Она заглянула в палату и увидела:
Он лежал лицом к саду, спиной к двери, перед которой стояла мать и беззвучно взывала к нему.
Видно, он что-то почувствовал. Зашевелился, начал ворочаться. Перевернулся на спину и теперь лежал вытянувшись и смотрел в потолок. И вдруг повернул направо голову со взъерошенной каштановой шевелюрой: лицо его медленно обратилось к двери, голова легонько приподнялась с подушки. Глаза устремились к дверному окошку.
Элис оделась сегодня особенно тщательно — ни дать ни взять девочка. На ней было светло-зеленое летнее платье. Распущенные волосы, на голове плоская соломенная шляпа с широкими полями, на груди приколот букет. Руки в белых длинных до локтя перчатках мяли фиалки, которые она хотела ему передать.
Там он лежал. Губы его шевелились. Углы рта вздрагивали.
Из туч — первый летчик. Он продырявил палубу, пробил обшивку во многих местах.

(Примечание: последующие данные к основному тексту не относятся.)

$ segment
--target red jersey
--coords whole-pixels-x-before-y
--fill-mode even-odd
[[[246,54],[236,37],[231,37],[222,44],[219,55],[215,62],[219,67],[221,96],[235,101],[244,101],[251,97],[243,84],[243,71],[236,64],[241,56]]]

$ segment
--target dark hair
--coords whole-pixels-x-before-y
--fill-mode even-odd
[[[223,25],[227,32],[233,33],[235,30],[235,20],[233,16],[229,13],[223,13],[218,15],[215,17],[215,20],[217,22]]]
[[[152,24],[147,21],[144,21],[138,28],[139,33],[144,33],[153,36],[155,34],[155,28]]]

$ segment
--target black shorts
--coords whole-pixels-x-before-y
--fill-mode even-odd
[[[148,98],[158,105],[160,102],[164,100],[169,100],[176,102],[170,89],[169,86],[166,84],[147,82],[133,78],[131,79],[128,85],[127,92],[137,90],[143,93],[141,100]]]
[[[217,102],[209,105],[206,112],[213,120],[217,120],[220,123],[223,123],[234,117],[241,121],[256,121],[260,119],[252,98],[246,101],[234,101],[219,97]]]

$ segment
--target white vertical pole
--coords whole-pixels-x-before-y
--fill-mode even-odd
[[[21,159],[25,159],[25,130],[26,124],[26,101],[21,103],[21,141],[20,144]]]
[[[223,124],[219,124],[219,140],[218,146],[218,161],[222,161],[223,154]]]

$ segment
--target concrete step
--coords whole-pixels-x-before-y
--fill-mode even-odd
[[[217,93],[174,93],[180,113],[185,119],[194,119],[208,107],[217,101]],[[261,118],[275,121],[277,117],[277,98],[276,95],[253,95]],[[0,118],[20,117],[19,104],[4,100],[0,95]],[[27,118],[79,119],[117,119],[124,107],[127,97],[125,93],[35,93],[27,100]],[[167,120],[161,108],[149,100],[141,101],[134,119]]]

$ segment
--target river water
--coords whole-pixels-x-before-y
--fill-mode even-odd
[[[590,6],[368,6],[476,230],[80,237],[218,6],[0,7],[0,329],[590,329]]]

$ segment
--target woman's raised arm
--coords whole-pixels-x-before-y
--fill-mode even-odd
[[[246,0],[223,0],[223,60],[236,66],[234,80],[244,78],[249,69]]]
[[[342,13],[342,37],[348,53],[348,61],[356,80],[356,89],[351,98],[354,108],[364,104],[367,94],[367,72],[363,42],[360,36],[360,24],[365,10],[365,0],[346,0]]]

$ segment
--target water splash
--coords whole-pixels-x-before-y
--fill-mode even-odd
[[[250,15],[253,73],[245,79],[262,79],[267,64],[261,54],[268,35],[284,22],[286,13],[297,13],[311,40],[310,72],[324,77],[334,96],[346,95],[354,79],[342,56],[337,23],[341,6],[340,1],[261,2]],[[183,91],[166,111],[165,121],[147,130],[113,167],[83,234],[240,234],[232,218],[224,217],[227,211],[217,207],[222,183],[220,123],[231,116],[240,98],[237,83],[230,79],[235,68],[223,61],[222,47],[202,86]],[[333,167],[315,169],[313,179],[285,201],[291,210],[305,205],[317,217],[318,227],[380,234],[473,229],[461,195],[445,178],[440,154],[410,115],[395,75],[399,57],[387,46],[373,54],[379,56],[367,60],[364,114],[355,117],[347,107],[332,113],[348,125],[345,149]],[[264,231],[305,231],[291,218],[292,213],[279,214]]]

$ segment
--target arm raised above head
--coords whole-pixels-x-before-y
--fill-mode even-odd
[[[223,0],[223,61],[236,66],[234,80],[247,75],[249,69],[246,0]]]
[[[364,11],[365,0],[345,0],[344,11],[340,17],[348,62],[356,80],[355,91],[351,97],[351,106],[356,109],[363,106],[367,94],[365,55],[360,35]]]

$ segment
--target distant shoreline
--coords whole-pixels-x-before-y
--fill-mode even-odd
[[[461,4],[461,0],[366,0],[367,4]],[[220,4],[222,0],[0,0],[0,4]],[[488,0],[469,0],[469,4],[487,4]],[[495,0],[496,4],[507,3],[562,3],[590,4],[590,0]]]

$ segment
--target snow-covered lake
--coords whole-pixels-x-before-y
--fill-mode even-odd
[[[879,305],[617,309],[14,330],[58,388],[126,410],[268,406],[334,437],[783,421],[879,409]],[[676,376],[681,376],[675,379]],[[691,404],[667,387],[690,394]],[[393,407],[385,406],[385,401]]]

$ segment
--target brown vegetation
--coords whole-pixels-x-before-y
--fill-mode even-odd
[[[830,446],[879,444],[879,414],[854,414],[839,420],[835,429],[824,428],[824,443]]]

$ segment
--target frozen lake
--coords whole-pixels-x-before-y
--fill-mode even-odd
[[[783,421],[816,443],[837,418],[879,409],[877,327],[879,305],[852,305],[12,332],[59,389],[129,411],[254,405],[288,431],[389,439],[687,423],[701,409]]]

Второй спустился отвесно. Треск, грохот, он проскочил сквозь палубу, взорвался и разнес машинное отделение; судно с развороченными внутренностями жутко, по-звериному взревело. Забил гейзер, подхватил какие-то доски, трубы, людей; все закружилось в черных завитках дыма, из кубрика взметнулся язык пламени. В воду посыпались осколки металла, тела́, оторванные конечности; океан поглощал их с легким чавканьем. Он словно облизывался, а на судне бушевал огонь. Смерть нагнулась и подобрала добычу.
Эдвард лежал с открытым ртом. Стонал. Голова его опустилась на подушку.
Но теперь по его лицу пробегали какие-то странные тени. Черты напряглись, губы он сжал, веки судорожно сомкнул. Лицо медленно приобретало злое, язвительное выражение, потом на нем проступил ужас, неописуемый ужас. А после ярость и отчаяние. Словно защищаясь, он прикрыл лицо руками. Он оскалился, заскрежетал зубами.
Тонкая талия Элис была стянута красным кожаным поясом. Она бросила измятые фиалки. И пыталась вытащить из-за пояса носовой платок, чтобы прижать к губам.